What was it like to be a young woman in Oxford, England, during the waning years of the 19th century and the early years of the 20th?
Frankly, that's not a question I'd really considered before, but Australian author Pip Williams did, and decided to treat it in a work of historical fiction: The Dictionary of Lost Words.
As a pretext, Williams takes the multi-decades effort of the Oxford University Press to create the Oxford English Dictionary, which is certainly one of the great achievements of English literature. In this time long before computers and machines, the 12-volume OED's 40-year publishing history is one of the great successes of the written word, but rather a challenge to turn into a novel.

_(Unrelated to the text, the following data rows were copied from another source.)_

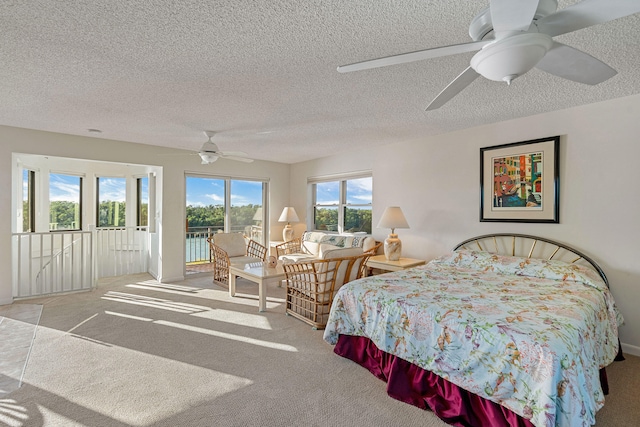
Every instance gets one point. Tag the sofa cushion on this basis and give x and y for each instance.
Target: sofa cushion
(312, 241)
(341, 253)
(244, 259)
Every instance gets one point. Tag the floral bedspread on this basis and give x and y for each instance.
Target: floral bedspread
(528, 334)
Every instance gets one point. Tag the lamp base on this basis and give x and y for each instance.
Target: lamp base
(392, 247)
(287, 233)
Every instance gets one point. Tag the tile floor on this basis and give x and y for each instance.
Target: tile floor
(18, 323)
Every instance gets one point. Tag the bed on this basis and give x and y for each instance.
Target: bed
(507, 329)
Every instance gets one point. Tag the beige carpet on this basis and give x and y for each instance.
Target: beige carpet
(139, 353)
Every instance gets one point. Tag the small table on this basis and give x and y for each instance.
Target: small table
(256, 272)
(380, 262)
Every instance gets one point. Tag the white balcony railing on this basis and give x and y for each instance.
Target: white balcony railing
(67, 261)
(50, 263)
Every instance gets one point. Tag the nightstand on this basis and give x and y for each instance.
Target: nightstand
(380, 262)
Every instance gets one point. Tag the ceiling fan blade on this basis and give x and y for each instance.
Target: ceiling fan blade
(418, 55)
(237, 158)
(455, 87)
(573, 64)
(510, 15)
(585, 14)
(232, 153)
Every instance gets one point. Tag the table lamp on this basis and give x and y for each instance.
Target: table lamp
(393, 218)
(288, 215)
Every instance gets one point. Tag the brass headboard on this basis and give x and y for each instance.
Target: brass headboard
(531, 247)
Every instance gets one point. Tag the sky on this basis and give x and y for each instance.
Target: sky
(359, 191)
(67, 188)
(209, 191)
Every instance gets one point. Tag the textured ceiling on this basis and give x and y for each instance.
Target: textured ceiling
(263, 73)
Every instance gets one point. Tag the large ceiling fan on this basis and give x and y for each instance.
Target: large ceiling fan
(209, 152)
(513, 36)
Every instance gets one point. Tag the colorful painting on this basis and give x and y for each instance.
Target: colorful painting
(519, 181)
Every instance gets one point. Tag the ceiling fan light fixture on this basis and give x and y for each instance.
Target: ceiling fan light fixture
(508, 58)
(208, 158)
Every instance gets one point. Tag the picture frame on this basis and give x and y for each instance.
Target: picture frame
(519, 182)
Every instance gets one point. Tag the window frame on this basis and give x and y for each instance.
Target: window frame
(139, 201)
(97, 201)
(31, 201)
(80, 200)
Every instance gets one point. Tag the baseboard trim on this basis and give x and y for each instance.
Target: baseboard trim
(630, 349)
(170, 279)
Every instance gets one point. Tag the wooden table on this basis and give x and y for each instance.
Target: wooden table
(256, 272)
(380, 262)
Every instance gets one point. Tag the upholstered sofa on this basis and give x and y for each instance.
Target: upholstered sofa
(317, 244)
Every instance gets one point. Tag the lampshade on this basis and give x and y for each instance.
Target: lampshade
(288, 215)
(393, 218)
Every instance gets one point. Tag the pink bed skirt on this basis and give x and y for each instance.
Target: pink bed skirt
(413, 385)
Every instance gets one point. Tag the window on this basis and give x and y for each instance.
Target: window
(28, 201)
(142, 202)
(65, 202)
(343, 204)
(112, 194)
(230, 205)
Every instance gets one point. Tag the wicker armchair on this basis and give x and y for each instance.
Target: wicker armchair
(232, 247)
(311, 285)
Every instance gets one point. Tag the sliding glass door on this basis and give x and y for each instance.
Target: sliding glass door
(222, 204)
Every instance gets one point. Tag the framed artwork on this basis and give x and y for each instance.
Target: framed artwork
(519, 182)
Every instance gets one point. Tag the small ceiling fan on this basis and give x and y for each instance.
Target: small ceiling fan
(512, 37)
(209, 152)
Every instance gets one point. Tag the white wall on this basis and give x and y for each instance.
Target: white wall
(436, 182)
(170, 199)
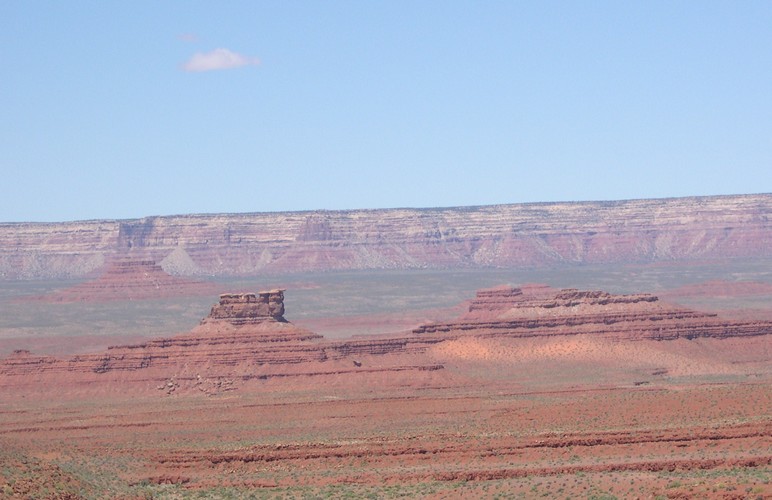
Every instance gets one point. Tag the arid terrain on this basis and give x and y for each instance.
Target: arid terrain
(633, 379)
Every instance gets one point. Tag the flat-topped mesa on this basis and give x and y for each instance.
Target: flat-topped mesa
(129, 279)
(248, 308)
(532, 311)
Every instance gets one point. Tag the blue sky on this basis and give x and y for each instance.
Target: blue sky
(129, 109)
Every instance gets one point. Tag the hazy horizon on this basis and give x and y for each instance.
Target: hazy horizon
(124, 111)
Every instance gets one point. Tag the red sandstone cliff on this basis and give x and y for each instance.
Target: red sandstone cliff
(537, 310)
(538, 234)
(125, 279)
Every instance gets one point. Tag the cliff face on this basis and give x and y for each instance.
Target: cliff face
(129, 280)
(244, 337)
(538, 311)
(542, 234)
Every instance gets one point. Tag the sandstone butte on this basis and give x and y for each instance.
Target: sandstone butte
(246, 339)
(126, 279)
(536, 234)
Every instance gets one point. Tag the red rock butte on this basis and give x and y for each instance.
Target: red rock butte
(128, 279)
(246, 338)
(538, 310)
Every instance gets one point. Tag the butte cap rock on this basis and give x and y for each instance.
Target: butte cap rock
(539, 310)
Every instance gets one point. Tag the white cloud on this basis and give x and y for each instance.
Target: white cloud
(218, 59)
(188, 37)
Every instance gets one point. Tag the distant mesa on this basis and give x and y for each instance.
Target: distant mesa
(249, 308)
(694, 229)
(130, 279)
(245, 338)
(538, 310)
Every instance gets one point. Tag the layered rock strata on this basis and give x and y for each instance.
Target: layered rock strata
(536, 310)
(244, 336)
(536, 234)
(127, 279)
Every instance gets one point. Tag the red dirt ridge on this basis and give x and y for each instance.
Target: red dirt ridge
(245, 337)
(538, 310)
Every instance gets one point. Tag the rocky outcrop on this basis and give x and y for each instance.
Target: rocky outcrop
(534, 310)
(248, 308)
(536, 234)
(244, 337)
(127, 279)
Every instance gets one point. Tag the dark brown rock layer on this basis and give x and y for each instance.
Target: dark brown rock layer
(244, 336)
(126, 279)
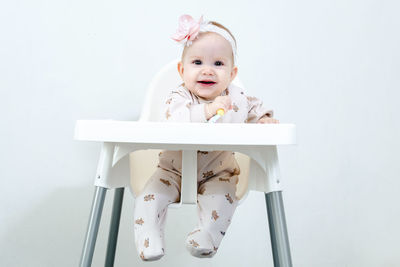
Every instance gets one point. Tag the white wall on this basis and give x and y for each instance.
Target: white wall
(330, 67)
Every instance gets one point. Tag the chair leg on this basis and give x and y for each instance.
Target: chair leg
(114, 226)
(93, 227)
(278, 229)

Williams's approach is to place the enterprise in a larger historical context. She conjures up a young woman, Esme Nicholl, to serve as her imaginary heroine, and arranges for Esme to work as a clerk in James Murray's team of lexicographers and editors. And she follows Esme's life during the time period from 1885 to 1928, populating her story with a list of historically accurate characters and events: the industrial revolution, the fight for women's suffrage, World War One, and more.

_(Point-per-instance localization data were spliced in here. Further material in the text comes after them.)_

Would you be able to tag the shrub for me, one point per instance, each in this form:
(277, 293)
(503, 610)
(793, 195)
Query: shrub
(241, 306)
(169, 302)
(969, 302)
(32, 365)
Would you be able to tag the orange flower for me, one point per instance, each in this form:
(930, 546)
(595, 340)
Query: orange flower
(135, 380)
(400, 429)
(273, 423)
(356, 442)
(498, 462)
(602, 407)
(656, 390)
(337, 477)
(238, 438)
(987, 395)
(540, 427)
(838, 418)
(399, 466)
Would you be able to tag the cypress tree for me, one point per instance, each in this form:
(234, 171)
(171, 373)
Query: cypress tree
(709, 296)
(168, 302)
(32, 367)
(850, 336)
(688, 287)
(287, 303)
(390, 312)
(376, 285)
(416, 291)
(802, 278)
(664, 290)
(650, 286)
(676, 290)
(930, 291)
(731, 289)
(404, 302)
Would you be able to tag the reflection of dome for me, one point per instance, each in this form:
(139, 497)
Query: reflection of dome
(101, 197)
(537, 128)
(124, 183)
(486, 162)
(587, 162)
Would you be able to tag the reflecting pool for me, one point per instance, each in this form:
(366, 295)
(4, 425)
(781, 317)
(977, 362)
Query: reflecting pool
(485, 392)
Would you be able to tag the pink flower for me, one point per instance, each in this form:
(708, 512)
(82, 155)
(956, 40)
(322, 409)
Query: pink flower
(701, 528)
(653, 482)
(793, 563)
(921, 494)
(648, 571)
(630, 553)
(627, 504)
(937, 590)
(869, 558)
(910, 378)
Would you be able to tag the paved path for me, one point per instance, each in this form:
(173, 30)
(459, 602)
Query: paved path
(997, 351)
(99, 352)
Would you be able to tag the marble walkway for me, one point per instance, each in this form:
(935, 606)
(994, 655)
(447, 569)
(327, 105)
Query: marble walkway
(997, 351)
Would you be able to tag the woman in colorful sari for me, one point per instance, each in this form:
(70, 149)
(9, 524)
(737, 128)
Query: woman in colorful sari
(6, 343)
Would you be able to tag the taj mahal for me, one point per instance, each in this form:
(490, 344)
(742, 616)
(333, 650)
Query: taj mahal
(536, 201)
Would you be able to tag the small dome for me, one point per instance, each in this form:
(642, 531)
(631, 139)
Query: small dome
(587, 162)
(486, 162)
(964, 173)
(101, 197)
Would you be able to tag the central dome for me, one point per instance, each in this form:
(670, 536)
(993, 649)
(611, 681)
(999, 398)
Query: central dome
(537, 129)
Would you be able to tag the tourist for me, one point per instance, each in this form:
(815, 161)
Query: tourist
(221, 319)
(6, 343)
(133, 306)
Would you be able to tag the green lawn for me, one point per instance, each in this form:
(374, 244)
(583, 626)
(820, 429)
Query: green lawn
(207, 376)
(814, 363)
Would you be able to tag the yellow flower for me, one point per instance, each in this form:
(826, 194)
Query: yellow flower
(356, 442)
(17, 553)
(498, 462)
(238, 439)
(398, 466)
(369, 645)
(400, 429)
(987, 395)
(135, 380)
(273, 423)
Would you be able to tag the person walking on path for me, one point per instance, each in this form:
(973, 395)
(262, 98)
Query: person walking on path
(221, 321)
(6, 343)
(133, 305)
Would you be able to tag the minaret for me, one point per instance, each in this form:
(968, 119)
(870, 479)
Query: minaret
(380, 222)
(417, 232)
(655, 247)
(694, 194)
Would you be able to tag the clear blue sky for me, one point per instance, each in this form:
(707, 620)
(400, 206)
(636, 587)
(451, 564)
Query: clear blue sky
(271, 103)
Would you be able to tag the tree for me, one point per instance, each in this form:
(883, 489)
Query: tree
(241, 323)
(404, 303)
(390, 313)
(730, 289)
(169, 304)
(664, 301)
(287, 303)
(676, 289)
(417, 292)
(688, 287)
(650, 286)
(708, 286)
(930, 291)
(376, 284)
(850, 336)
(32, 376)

There's plenty to talk about during such a period, but Williams keeps the discussions nicely rooted in the linguistic realm, as Esme experiences the world through a panoply of words. Even now, lexicographers still use approaches such as selecting the Word of the Year to recognize the deep impact that words have on our lives.
And even outside the global realms of science, commerce, and politics, words frame our lives in so many more immediate ways, as Esme comes to learn:
"Do women usually swear when they have their babies?"

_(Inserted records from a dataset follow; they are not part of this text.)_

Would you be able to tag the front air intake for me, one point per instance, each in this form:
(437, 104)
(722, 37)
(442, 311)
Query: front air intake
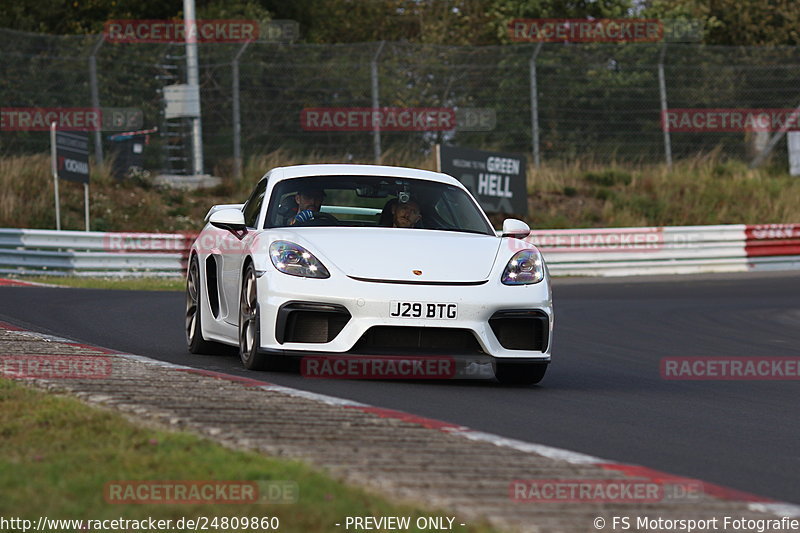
(521, 329)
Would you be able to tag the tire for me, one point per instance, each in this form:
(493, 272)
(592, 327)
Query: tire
(193, 329)
(520, 373)
(250, 326)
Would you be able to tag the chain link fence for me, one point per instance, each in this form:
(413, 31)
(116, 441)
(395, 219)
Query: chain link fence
(555, 102)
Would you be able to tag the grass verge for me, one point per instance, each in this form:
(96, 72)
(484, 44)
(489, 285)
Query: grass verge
(57, 454)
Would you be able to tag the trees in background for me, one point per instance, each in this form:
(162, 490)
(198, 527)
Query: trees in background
(455, 22)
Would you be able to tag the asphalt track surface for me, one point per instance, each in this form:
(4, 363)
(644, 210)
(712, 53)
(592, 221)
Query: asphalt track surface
(603, 394)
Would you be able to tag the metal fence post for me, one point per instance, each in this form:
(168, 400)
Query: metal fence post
(376, 130)
(237, 118)
(98, 134)
(662, 86)
(193, 80)
(535, 108)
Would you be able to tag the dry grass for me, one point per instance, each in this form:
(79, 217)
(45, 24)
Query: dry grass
(703, 190)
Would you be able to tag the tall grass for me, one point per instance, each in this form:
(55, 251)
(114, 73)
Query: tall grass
(705, 189)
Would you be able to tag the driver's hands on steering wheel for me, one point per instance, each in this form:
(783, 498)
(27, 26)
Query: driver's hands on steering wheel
(303, 216)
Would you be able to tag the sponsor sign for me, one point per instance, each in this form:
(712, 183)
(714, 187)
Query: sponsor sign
(70, 118)
(177, 31)
(280, 31)
(793, 142)
(729, 120)
(586, 31)
(497, 180)
(72, 156)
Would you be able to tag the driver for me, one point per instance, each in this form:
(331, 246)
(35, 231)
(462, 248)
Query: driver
(309, 200)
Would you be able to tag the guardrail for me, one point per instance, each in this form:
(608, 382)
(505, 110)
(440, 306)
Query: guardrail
(575, 252)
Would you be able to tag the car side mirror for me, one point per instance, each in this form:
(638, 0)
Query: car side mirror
(228, 219)
(516, 229)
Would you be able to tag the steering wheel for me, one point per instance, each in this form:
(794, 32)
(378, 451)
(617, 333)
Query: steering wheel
(320, 219)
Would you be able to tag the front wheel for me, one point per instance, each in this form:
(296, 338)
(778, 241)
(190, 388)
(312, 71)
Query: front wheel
(250, 326)
(520, 373)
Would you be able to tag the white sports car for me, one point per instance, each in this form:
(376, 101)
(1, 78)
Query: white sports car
(348, 260)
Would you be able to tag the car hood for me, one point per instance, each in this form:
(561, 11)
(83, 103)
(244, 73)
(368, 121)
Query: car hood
(392, 254)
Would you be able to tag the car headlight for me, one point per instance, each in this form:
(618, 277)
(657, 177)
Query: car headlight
(524, 268)
(293, 259)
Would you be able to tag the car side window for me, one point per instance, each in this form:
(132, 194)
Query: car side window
(253, 206)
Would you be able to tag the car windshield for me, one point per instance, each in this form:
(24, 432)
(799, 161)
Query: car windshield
(370, 201)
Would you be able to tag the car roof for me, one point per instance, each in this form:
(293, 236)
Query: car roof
(298, 171)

She dropped the nightdress over my head. It billowed, then settled against my skin like a breeze. She helped me find the arm holes.
"If they know the right words, they can hardly help it."
"I know some quite bad words. I collect them from an old woman at the market in Oxford."
"Well, it's one thing to hear them in the market and quite another to have them roll around inside your mouth." She took my dressing gown from the back of the door and helped me into it. "Some words are more than letters on a page, don't you think?" she said, tying the sash around my belly as best she could. "They have shape and texture. They are like bullets, full of energy , and when you give one breath you can feel its sharp edge against your lip. It can be quite cathartic in the right context."
"Like when someone cuts in front of you on the way to the cricket?" I said.
She laughed. "Oh dear. Philip calls it my motormouth. I hope you weren't offended."
"A bit surprised, but I think that's when I started to really like you."
The Dictionary of Lost Words ends a little abruptly, and far too soon. I think that's one of the nicer things one can say about a book.